Lerner prepares to roll the dice with Houllier
American owner banking on two-tier system at Villa Park, writes Alan Smith
Published 05/09/2010 | 05:00
ASTON VILLA, it seems, are about to take the plunge by bringing in Gerard Houllier to fill the huge void left by Martin O'Neill's hasty departure. If true, it's an awfully big call by Randy Lerner, Villa's American owner.
Out of work for three years with a history of health problems, Houllier's appointment would represent a gamble at a time when Villa's standing in the Premier League (they finished sixth last term) is being strongly challenged by a number of clubs.
Nevertheless, something had to be done sooner rather than later. The demands of this league are taxing enough without drifting along in a state of limbo. Unhelpfully, the available options were pretty limited. Villa fans, in fairness, wouldn't have got excited on hearing that Sven-Goran Eriksson and Alan Curbishley were up for interview.
Faced with this choice, Lerner had to decide how to take his club forward.
Go with the same kind of dictatorial leader who had a firm hand on all football matters or dilute that power by sharing the responsibilities between a coach and director of football.
Ah yes, that ill-fated role, the one that, in England at least, seems to divide more than unite. The one that, more often than not, ends up undermining the manager rather than helping him. Just look at Chelsea, where someone as talented as Jose Mourinho succumbed to the situation while manager there.
With Avram Grant forever hovering in the background as a close confidant of Roman Abramovich, Mourinho's position grew ever weaker. It only took a run of nondescript performances for Abramovich to somehow conclude that Grant represented the better bet.
By the sound of it, a similar structure has been chosen for Villa Park, with Houllier set to be installed as the wise old head; someone, in theory, to take the weight off the inexperienced shoulders of Kevin MacDonald, the former reserve team manager who's been holding the fort with varying degrees of success.
As an old Leicester team-mate of Kevin's in the 1980s, I know he isn't the sort to seek the limelight. He was the same as a player, content to do his job in central midfield through an understated but very skilful pass-and-move game.
Now, along with his old mate Steve Staunton, MacDonald looks set to stay on the training ground and stick to what he likes doing best -- coaching.
Houllier, meanwhile, can play the higher profile role -- talk to the press, liaise with the board, generally act as the figurehead.
Sounds all right in theory, doesn't it?

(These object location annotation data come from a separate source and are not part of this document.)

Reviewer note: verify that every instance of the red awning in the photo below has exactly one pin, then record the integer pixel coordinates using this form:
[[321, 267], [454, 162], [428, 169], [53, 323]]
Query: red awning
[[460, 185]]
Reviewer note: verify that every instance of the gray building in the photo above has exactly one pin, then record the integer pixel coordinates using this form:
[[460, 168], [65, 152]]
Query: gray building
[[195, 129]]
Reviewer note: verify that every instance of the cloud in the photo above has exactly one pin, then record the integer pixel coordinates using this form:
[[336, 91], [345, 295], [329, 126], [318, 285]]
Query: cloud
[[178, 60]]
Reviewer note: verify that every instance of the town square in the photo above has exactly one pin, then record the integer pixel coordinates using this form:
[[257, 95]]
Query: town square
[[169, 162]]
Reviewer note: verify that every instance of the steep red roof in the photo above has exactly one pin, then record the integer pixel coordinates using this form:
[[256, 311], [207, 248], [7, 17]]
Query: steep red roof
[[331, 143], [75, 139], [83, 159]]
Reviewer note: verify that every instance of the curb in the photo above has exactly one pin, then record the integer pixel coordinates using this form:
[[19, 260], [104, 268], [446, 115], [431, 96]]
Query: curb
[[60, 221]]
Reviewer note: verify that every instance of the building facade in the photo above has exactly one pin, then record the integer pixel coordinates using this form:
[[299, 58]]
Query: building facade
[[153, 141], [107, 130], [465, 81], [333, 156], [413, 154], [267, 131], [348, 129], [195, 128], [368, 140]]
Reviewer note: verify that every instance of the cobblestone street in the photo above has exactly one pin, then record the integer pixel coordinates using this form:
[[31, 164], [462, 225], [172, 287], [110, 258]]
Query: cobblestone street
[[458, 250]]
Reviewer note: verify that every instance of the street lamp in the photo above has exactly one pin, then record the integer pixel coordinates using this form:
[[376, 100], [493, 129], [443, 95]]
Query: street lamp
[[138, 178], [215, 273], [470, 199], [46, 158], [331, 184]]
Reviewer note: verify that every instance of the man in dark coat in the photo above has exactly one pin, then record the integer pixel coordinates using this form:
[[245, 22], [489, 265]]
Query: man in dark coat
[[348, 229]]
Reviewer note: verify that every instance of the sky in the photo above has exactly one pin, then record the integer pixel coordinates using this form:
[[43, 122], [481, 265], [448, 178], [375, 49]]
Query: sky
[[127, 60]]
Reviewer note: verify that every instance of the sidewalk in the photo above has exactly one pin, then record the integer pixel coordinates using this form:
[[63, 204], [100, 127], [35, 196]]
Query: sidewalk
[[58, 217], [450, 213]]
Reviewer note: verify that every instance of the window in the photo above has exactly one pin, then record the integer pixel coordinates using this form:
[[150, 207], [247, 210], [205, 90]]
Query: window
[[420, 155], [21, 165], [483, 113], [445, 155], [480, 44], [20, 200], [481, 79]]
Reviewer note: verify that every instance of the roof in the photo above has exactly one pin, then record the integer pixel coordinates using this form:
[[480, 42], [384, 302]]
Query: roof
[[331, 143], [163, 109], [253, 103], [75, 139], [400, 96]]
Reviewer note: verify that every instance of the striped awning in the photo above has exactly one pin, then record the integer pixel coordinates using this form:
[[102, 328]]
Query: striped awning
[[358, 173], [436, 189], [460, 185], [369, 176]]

Lerner obviously thinks so or he wouldn't have gone this way. Yet the pitfalls are many and potentially destructive.
Who picks the team for instance? If MacDonald is doing all the coaching he's in the best position to decide who's on form and therefore who should play. Who decides on formation and style of play? Again, MacDonald would be favourite to sort that out. The problems come when Villa lose a few games and Houllier is asked to publicly explain what's going wrong.
That's when it gets awkward, for there's no guarantee that the 63-year-old Frenchman shares the same ethos with his younger colleague. Houllier's idea of the best way forward might not square with MacDonald's. The two, after all, didn't know each other beforehand.
Who's to say they will click? And when tensions grow, the temptation is for a director of football to give his own ideas to the board on how things should proceed, which inevitably undermines the bloke on the ground who starts to wonder what's being said behind his back. Consequently, he starts to feel threatened, fearful of the sack, as the dressing-room atmosphere takes a nosedive.
That's the worst-case scenario. The more beneficial one would involve Villa thriving under MacDonald's astute coaching as Houllier sagely advises from a diplomatic distance.
Until January, the management will have to work with what they've got, having been arguably weakened by James Milner's departure. And that's another thing: deciding on transfer targets becomes more complicated when a director of football is involved.
The future looks uncertain just off Spaghetti Junction. O'Neill's rash exit guaranteed that. And Lerner has been forced to pick from a limited pool.